There are four main types of relevant costs, which are noted below.

Make-or-Buy Decisions

This type of relevant cost involves deciding whether to produce a component internally or purchase it from an external supplier. Relevant costs include direct materials, labor, and any savings or additional costs from outsourcing. For example, a furniture manufacturer must decide whether to make wooden chair legs in-house or buy them from a supplier. If outsourcing saves on labor and overhead without sacrificing quality, buying may be more cost-effective.

Accept-or-Reject Special Orders

Special order decisions concern whether to accept a one-time order, usually at a lower price than normal. Relevant costs include additional materials, labor, and opportunity costs, but exclude fixed overheads. For example, a bakery receives a large custom cookie order at a discounted price. If the bakery has idle capacity and the order covers variable costs, it may accept it for the extra profit.

Add-or-Drop a Product Line

When deciding whether to add or drop a product line, the relevant costs include the revenue lost or saved and any avoidable fixed or variable costs associated with the decision. For example, a clothing retailer considers discontinuing a low-selling jacket line. If the line is consistently unprofitable and dropping it reduces storage and staffing costs, removing it could benefit the business.

Sell-or-Process Further Decisions

The sell-or-process further decision arises when a product can be sold as-is or processed further for a potentially higher price. The relevant costs are the additional processing costs compared to the incremental revenue. For example, a dairy company can sell cream directly or churn it into butter. If the butter brings in more revenue than the extra processing cost, it makes sense to process further.
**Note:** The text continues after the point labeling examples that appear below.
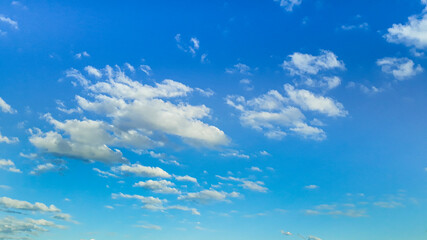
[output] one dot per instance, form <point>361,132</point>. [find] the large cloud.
<point>142,116</point>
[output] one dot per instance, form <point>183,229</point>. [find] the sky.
<point>185,120</point>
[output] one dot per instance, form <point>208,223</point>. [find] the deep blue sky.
<point>287,123</point>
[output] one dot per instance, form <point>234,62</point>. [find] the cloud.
<point>400,68</point>
<point>152,227</point>
<point>8,165</point>
<point>303,64</point>
<point>4,139</point>
<point>272,112</point>
<point>185,178</point>
<point>412,34</point>
<point>239,68</point>
<point>12,228</point>
<point>6,108</point>
<point>144,109</point>
<point>141,171</point>
<point>104,174</point>
<point>246,184</point>
<point>81,55</point>
<point>208,196</point>
<point>192,47</point>
<point>23,205</point>
<point>289,5</point>
<point>43,168</point>
<point>151,203</point>
<point>162,186</point>
<point>93,71</point>
<point>309,101</point>
<point>9,21</point>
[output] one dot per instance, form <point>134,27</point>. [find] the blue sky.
<point>286,119</point>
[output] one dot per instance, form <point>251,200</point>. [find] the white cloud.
<point>8,165</point>
<point>239,68</point>
<point>104,174</point>
<point>23,205</point>
<point>9,21</point>
<point>141,171</point>
<point>185,178</point>
<point>246,184</point>
<point>303,64</point>
<point>6,108</point>
<point>255,169</point>
<point>93,71</point>
<point>81,54</point>
<point>272,113</point>
<point>162,186</point>
<point>4,139</point>
<point>309,101</point>
<point>289,5</point>
<point>43,168</point>
<point>12,228</point>
<point>146,69</point>
<point>152,227</point>
<point>207,196</point>
<point>143,108</point>
<point>412,34</point>
<point>400,68</point>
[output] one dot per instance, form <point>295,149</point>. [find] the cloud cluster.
<point>142,116</point>
<point>8,165</point>
<point>400,68</point>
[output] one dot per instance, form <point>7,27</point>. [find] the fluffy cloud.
<point>8,165</point>
<point>412,34</point>
<point>9,21</point>
<point>289,5</point>
<point>141,171</point>
<point>246,184</point>
<point>6,108</point>
<point>272,112</point>
<point>145,109</point>
<point>309,101</point>
<point>12,228</point>
<point>162,186</point>
<point>400,68</point>
<point>4,139</point>
<point>23,205</point>
<point>239,68</point>
<point>185,178</point>
<point>302,64</point>
<point>208,196</point>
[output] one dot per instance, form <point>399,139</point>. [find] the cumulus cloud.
<point>8,165</point>
<point>141,171</point>
<point>185,178</point>
<point>208,196</point>
<point>309,101</point>
<point>239,68</point>
<point>9,21</point>
<point>12,228</point>
<point>400,68</point>
<point>302,64</point>
<point>6,108</point>
<point>4,139</point>
<point>412,34</point>
<point>246,184</point>
<point>162,186</point>
<point>289,5</point>
<point>273,113</point>
<point>23,205</point>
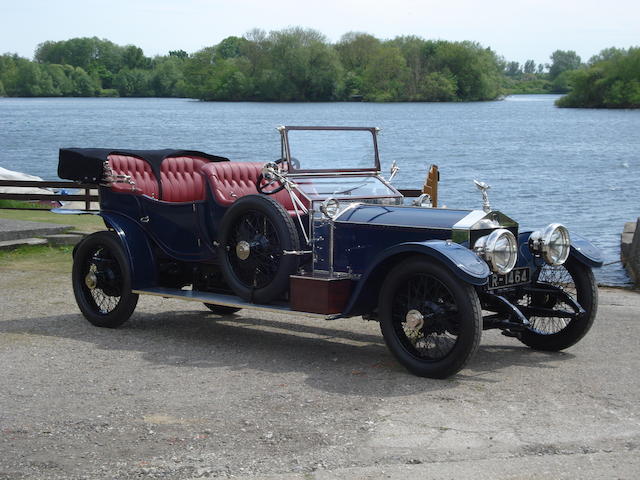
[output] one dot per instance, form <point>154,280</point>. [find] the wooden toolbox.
<point>318,294</point>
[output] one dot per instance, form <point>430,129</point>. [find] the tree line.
<point>293,64</point>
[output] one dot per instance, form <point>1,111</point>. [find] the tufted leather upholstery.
<point>232,180</point>
<point>181,179</point>
<point>140,172</point>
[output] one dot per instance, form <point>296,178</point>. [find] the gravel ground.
<point>181,393</point>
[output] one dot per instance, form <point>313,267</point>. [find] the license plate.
<point>517,276</point>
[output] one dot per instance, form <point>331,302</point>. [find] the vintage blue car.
<point>321,232</point>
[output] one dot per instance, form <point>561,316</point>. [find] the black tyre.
<point>101,278</point>
<point>254,233</point>
<point>431,320</point>
<point>221,309</point>
<point>557,333</point>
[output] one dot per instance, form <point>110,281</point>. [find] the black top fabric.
<point>85,164</point>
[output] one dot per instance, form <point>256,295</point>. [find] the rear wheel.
<point>431,320</point>
<point>556,332</point>
<point>101,279</point>
<point>254,234</point>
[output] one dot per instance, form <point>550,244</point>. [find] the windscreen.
<point>332,149</point>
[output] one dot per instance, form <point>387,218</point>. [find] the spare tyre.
<point>254,233</point>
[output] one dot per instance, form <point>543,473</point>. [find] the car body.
<point>321,232</point>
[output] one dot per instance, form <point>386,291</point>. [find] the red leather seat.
<point>181,179</point>
<point>140,172</point>
<point>232,180</point>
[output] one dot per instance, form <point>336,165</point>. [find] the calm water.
<point>578,167</point>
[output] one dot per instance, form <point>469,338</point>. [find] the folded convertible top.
<point>86,164</point>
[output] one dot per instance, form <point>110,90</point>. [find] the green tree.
<point>613,82</point>
<point>179,54</point>
<point>309,67</point>
<point>133,83</point>
<point>231,47</point>
<point>512,69</point>
<point>83,85</point>
<point>384,79</point>
<point>563,61</point>
<point>439,87</point>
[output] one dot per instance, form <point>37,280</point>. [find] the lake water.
<point>575,166</point>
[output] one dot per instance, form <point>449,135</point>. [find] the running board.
<point>227,301</point>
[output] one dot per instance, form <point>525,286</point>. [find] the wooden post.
<point>630,250</point>
<point>87,196</point>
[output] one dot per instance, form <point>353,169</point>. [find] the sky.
<point>518,30</point>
Examples of Relevant Costs

Here are several examples of relevant costs and how they should be applied to business decisions:

  • Asset purchase decision. The Archaic Book Company (ABC) is considering purchasing a printing press for its medieval book division. If ABC buys the press, it will eliminate 10 scribes who have been copying the books by hand. The wages of these scribes are relevant costs, since they will be eliminated in the future if management buys the printing press. However, the cost of corporate overhead is not a relevant cost, since it will not change as a result of this decision.

  • Business shut-down decision. If the Archaic Book Company wants to close its medieval book division entirely, the only relevant costs will be those costs specifically eliminated as a result of the decision. Once again, the cost of corporate overhead is not a relevant cost when making this decision, since it will not change if the division is sold.

Relevant Costs vs. Sunk Costs

The reverse of a relevant cost is a sunk cost. A sunk cost is an expenditure that has already been made, and so will not change on a go-forward basis as the result of a management decision. When making a decision, you should always take relevant costs into consideration, and ignore all sunk costs.